Rescued by a colonic stent
A colonic stent is a tube of plastic or metal mesh which can be rolled up into a thin tube, 2-3 mm in diameter. It is inserted through the narrowed diseased area of the bowel under x-ray screening during a colonoscopy. Once it is in place it is released where it expands, creating an open channel through the blockage. In cases of bowel cancer, it provides relief of the symptoms. The cancer grows into the mesh which holds it in position.
A colonic stent is not generally used for benign diseases such as diverticulitis, because, over time, the stent can dislodge and move up or down in the bowel. The stent can over time also erode through the wall of the bowel and was not threrefore a long term soloution. After several weeks or months the stent also needs to be removed. As it can erode into the bowel wall and perforate it over time. In my situation, we needed a temporary relief of the obstruction, which would then allow things to settle down. The use of the stent seemed an ideal way to achieve this. I was made fully aware that this was not the usual way a stent was used and that the procedure was only a temporary measure. Once things settled down the stent would have to be removed together with the diseased section of my bowel.
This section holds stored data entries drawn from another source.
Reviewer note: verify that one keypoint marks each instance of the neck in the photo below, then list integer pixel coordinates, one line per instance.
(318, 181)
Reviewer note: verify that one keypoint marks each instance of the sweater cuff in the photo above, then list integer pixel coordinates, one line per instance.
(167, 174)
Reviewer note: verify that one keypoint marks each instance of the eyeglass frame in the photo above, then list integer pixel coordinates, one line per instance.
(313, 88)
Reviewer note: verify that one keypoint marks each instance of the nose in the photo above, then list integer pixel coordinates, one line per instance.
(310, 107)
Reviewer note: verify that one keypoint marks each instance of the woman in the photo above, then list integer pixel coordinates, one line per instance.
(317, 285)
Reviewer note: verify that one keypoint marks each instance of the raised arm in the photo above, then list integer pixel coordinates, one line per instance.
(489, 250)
In my situation, we needed a temporary relief of the obstruction, which would then allow things to settle down. The use of the stent seemed an ideal way to achieve this.
My weight had dropped further to 87 kg and I became worried when I looked in the mirror and saw how thin, gaunt and ill I looked. It was clear to me that I was very sick and could not avoid major surgery. This diseased section of my large bowel needed to be removed by a sigmoid colectomy. In order to reduce the chance of complications I was, happy to agree to having the colonic stent fitted; knowing that I then had to undergo major surgery a few weeks later.
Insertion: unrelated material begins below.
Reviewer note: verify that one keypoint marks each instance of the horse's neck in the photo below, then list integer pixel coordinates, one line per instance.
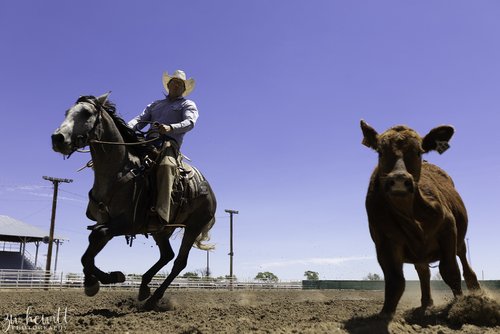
(109, 161)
I had the colonic stent inserted whilst I was awake
MS arranged for me to have the stent put in three days later on Wednesday. The procedure was undertaken as a day case procedure. I was placed in a procedure room in the x-ray department and given some mild sedation. A colonoscopy was performed by MS with a consultant radiologist in attendance. He placed the stent through the blockage, then a little dye, opaque to x-rays was inserted. Radiographs were then taken to ensure that it was properly sited. Once this had been confirmed, the stent was released to unravel. The procedure was completely painless and I was able to watch it on the TV monitor.
Following such procedures, the routine was keeping patients in the hospital overnight. However, this was usually for patients sick with bowel cancer. I was absolutely fine other than the weight loss, malnutrition and bowel obstruction. The stent had immediately opened up a passage, as all the fluid and dye that had been used in the procedure, flowed out a few minutes later. This was a sign that showed that my bowels were beginning to work. I managed to persuade the nurses to discharge me from the hospital the same day at approximately 7 PM. In order to ensure that the stent did not get blocked, I was told to stay on a low-fibre and low-residue diet.
The next morning, I woke up feeling perfectly fit and well. I had arranged to take my mother for a week-long holiday to Amsterdam and this was just as well as our flight was later that morning. Certainly I would not advise other patients to adopt this attitude. I thought that being trained myself and having a benign condition (non-cancerous), which was well-treated, I was perhaps best placed to make the decision. Besides, since I really did feel fine, I didn’t want to alarm or disappoint my 87 year old mother.